Design a Production Rate Limiter: Algorithms Seniors Actually Use in Interviews and at Work

Rate limiting is one of those system design topics where knowing the algorithm name is the easy part. Everyone knows “token bucket” and “sliding window”. What separates a senior answer from a junior one is knowing which to use when, how to implement them correctly in a distributed environment, and which edge cases will bite you in production.

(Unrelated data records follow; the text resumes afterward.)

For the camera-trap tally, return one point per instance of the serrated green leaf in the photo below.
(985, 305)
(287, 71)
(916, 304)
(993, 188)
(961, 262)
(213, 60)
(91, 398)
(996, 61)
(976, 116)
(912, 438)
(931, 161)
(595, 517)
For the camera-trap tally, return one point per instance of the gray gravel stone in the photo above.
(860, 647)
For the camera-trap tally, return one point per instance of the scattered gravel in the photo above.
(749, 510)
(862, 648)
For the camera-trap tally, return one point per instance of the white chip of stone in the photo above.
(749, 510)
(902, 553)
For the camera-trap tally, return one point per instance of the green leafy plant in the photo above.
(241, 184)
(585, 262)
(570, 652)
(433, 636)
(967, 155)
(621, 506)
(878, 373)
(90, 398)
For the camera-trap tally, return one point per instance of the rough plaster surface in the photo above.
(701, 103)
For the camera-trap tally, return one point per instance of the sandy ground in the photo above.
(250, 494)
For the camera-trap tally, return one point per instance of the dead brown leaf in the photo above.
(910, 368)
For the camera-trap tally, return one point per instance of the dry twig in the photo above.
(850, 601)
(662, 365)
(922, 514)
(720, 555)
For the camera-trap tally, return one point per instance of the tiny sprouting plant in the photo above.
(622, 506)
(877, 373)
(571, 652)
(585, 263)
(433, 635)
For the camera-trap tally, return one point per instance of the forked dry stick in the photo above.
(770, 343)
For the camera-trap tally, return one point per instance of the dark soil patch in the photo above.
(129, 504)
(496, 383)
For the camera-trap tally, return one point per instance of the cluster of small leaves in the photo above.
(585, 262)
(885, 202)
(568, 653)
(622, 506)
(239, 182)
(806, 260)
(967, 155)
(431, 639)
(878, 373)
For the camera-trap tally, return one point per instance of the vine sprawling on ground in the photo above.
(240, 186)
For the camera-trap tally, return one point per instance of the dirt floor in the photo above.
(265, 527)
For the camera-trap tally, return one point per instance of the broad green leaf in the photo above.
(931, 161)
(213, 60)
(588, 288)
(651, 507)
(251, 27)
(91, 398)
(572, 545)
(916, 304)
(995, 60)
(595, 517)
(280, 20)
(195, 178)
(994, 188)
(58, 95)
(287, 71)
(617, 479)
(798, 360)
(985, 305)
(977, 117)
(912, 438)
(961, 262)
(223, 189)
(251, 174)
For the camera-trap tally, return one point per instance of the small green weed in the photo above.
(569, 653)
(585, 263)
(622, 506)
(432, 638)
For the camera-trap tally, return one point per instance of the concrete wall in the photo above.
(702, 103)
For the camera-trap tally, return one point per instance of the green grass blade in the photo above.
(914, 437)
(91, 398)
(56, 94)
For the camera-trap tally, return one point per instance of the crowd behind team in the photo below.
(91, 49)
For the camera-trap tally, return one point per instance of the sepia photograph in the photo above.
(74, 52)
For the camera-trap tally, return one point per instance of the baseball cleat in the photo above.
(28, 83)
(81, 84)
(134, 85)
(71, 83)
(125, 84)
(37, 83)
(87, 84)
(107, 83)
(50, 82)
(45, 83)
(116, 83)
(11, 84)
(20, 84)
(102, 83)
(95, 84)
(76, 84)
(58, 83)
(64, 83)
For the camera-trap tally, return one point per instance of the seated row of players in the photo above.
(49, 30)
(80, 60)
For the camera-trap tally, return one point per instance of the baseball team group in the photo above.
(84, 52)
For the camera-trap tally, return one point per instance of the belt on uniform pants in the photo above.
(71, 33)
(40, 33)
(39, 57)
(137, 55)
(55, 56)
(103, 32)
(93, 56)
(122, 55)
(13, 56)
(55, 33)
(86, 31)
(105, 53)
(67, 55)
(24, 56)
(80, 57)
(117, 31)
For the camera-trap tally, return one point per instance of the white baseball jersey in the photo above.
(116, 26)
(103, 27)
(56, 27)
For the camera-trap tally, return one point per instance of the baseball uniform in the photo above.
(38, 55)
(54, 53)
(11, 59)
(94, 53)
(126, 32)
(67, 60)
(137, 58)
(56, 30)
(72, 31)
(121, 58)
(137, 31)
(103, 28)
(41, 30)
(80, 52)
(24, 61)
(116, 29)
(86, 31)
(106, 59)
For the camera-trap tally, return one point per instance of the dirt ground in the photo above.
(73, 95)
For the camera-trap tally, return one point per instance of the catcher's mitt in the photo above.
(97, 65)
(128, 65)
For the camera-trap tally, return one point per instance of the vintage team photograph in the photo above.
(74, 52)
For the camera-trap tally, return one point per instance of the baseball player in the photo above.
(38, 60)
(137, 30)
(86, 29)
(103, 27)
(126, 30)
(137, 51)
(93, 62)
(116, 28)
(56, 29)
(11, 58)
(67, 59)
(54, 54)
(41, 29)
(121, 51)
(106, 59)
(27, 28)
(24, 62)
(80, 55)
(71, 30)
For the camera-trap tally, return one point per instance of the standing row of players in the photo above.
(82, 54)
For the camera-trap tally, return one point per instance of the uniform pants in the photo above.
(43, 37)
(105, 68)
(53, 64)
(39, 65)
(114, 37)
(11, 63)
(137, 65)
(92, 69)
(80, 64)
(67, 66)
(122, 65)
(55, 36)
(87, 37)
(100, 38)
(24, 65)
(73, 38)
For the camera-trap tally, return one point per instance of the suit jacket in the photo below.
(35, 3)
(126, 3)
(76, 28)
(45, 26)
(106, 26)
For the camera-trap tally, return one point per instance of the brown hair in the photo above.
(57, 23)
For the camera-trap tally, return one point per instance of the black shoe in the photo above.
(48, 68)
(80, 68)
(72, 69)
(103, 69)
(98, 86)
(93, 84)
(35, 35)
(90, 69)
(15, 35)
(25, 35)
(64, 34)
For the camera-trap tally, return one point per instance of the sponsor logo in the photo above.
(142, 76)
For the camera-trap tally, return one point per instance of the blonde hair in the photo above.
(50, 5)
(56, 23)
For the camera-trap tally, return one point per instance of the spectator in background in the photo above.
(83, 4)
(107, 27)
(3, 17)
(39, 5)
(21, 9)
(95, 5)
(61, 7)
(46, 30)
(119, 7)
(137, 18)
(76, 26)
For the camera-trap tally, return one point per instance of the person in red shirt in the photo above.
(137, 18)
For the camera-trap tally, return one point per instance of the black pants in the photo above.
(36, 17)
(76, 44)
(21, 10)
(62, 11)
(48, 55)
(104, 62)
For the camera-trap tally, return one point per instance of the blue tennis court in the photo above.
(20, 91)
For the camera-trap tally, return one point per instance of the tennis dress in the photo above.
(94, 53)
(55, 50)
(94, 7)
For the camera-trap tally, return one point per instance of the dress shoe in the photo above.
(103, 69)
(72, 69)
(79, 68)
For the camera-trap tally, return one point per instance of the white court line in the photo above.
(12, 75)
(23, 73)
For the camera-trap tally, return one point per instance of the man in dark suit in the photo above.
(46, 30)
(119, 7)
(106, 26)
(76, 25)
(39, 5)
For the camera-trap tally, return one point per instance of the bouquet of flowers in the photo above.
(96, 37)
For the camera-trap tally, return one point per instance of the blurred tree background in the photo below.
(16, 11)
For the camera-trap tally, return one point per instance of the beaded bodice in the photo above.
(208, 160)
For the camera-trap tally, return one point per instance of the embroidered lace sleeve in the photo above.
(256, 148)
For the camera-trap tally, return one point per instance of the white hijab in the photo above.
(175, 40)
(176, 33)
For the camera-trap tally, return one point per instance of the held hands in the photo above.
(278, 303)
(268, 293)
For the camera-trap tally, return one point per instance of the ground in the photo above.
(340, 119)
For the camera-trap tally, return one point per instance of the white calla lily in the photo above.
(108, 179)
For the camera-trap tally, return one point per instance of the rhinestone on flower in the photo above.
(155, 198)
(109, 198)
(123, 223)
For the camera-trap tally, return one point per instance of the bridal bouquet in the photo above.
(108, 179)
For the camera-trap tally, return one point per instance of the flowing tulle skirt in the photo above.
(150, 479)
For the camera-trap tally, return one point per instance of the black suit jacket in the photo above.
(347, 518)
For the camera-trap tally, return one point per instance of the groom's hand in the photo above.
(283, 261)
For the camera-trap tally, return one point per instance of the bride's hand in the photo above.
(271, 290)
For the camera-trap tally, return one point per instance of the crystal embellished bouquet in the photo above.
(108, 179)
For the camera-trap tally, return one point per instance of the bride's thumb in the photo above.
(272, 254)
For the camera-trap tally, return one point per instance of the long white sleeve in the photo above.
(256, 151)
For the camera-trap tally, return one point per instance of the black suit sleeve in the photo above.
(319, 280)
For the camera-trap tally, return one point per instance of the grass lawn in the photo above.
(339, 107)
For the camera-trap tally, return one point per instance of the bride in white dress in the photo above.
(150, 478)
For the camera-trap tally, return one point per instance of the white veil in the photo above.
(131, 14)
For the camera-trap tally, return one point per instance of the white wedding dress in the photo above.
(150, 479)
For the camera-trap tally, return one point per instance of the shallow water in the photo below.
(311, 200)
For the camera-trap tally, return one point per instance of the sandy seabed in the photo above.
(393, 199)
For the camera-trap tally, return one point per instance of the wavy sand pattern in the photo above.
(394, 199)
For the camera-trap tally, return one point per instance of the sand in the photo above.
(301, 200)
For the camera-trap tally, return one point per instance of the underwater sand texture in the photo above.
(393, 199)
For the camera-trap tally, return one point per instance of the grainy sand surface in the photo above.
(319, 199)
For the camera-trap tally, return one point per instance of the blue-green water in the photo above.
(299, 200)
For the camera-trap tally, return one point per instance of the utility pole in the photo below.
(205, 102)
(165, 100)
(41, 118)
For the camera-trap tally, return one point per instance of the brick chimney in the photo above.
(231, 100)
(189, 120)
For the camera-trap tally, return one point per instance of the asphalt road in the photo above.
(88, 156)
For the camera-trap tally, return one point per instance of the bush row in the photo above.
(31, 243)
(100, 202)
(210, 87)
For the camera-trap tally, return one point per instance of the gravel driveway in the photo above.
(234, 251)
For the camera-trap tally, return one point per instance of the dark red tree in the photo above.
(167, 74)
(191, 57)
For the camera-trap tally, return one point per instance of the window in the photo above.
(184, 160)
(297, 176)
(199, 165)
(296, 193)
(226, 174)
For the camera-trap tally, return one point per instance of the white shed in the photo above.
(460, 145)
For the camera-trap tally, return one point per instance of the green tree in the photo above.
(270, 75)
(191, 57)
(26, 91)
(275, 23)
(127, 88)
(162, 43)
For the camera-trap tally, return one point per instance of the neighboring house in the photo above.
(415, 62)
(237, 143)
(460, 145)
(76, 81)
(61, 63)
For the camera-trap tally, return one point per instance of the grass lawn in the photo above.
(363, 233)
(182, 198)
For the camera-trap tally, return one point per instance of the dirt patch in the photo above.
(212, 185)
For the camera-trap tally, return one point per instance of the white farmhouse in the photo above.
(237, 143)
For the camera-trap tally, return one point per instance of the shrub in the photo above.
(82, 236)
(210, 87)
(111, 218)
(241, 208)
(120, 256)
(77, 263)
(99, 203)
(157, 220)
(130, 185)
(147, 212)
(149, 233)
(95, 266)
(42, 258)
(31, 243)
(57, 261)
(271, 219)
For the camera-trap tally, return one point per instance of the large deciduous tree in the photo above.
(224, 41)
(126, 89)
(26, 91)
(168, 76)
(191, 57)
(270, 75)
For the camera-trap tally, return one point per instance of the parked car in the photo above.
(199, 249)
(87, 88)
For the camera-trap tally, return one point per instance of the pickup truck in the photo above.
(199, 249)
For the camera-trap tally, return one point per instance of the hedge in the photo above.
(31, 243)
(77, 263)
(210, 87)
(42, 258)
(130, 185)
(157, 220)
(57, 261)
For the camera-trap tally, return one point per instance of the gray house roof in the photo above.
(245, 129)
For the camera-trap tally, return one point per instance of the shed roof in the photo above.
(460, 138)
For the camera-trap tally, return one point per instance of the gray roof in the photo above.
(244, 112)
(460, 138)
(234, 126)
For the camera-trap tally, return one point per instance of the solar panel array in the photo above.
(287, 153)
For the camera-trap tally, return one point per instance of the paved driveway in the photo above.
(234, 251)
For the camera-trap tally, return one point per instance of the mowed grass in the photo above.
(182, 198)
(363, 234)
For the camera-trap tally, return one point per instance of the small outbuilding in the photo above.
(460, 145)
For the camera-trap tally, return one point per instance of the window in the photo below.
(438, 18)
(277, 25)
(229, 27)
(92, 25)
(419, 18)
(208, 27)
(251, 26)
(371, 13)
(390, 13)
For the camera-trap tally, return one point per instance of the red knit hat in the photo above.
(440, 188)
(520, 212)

⚡ TL;DR: Use token bucket for API rate limiting (handles bursts gracefully). Use sliding window log for strict per-user limits. Use fixed window for simple quota enforcement. All three need Redis in production — in-memory implementations don’t survive restarts or horizontal scaling.

Algorithm 1: Token Bucket (Best for API Rate Limiting)

Each user gets a bucket with a maximum capacity of N tokens. Tokens are added at a fixed rate (e.g., 10/second). Each request consumes 1 token. If the bucket is empty, reject the request. If the user makes no requests, tokens accumulate up to the bucket capacity.

// Redis Lua script — atomic token bucket (no race conditions)
// Run with: redis.call('EVAL', script, 1, key, capacity, rate, now)

const tokenBucketScript = `
local key = KEYS[1]
local capacity = tonumber(ARGV[1])  -- max tokens
local rate = tonumber(ARGV[2])      -- tokens per second
local now = tonumber(ARGV[3])       -- current timestamp (ms)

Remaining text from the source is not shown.